Tax Tips on Rental Income
Even though we normally declare our property rental activities on the same investment property tax return as all the other categories –e.g. salaries, interest received, etc.- it is important to administer it as a separate ‘business’, i.e. don’t mix it with your personal stuff.
And make sure to keep detailed accounting records and proof of all rental income and expenses, also agreements with tenants, and the exact lease periods for each, also the precise dates and reasons for removing your property from the rental market should that be the case.
Like any other business, all the income in your property rental business has to be fully declared for tax purposes. And all the expenses that you include in your return must be relevant, valid, fully substantiated, and provable, otherwise, the ATO is likely to query and/or disallow them for tax purposes.

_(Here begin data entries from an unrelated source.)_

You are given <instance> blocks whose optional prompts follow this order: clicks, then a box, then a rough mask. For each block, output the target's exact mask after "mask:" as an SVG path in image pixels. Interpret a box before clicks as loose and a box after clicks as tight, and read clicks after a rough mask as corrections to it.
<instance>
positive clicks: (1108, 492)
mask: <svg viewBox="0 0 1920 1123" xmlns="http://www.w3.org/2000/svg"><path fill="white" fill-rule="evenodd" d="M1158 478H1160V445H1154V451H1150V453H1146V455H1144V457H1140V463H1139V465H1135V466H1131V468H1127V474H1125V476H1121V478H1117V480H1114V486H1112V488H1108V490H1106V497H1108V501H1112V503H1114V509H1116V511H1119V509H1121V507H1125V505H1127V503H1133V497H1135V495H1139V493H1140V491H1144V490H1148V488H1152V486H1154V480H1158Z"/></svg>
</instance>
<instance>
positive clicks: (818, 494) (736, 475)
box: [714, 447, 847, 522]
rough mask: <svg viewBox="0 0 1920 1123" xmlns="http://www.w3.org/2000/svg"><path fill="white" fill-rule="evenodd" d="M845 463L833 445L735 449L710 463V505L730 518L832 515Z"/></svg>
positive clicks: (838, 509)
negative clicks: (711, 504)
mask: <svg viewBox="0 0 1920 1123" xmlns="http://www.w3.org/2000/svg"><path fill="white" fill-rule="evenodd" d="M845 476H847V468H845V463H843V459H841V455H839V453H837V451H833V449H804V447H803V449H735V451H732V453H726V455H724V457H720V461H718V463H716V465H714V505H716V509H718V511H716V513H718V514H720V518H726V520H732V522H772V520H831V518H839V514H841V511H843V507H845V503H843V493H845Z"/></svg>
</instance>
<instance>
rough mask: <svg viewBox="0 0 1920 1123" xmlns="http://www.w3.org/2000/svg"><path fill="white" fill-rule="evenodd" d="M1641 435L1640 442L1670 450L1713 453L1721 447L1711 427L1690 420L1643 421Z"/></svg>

Here are more helpful hints:
Deductibility of expenses – the ATO will consider all reasonable expenses that demonstrate an acceptable nexus/relationship with the production of income in your rental property. Be as detailed as possible on your accounting records and tax return. The easier it is to understand and verify the nature of each expense that you wish to claim, the quicker your tax return can get assessed and approved, alternatively lengthy queries and/or rejection may be the result
Always demonstrate that you are active in the rental market – especially for the periods that your property is vacant while you’re looking for suitable tenants, make sure that you can demonstrate to the ATO –upon request- that you were continuously pursuing rental income –e.g. by placing advertisements- and that you were not unreasonably shunning the available market
Use industry lingo as far as possible – by appropriately using easily recognizable terms and definitions on your accounting records and tax return, it further streamlines the assessment thereof and reduces queries. Examples of regular industry expense categories are: management costs (property agent fees and commission), body corporate fees and charges, insurance (building, contents and public liability), interest expenses on investment loans, depreciation, land tax, municipal rates and taxes, water rates, property maintenance costs (e.g. cleaning, gardening, pest control, repairs & maintenance), bank charges, advertising costs (for finding tenants), administrative costs of leases, and legal fees
Depreciating assets – for non-direct property expenses such as appliances/renovations/remodelling where the full cost cannot be claimed all at once, do make sure that a proper record is kept and that you do claim the maximum allowed within each tax year
Keep proper records of your CGT base – to minimize CGT payable when the day comes, keep a detailed and comprehensive record of any and all additions that you make to the rental property. Remember to also include all costs associated with the purchase or sale of the property as these are often overlooked by owners. The more legitimate items you can add to the CGT cost base of your rental property, the better, as it may ultimately reduce your overall CGT liability
Negative and positive gearing – when you borrow money to invest in a rental property, make sure that you choose wisely between negative and positive gearing strategies! It’s not the same for every individual person. The option that leaves you –personally- with the highest after-tax income in your pocket is often the best for you.
The ATO has indicated recently that up to 90 per cent of tax returns contained errors in terms of rental property activities. The Dept. therefore plans to double-up on the number of rental audits, checking claims in real-time, and prosecutions.
Of course, property investment is fun! But for your own financial benefit and ongoing peace of mind, do make sure that you’re also on top of the tax side of things.
By all means, dig in, enjoy, and do your own research. But when in doubt, do not hesitate to check in with a licensed professional to make sure you maximize all available tax breaks. And, of course, that your claims are legit and accurate.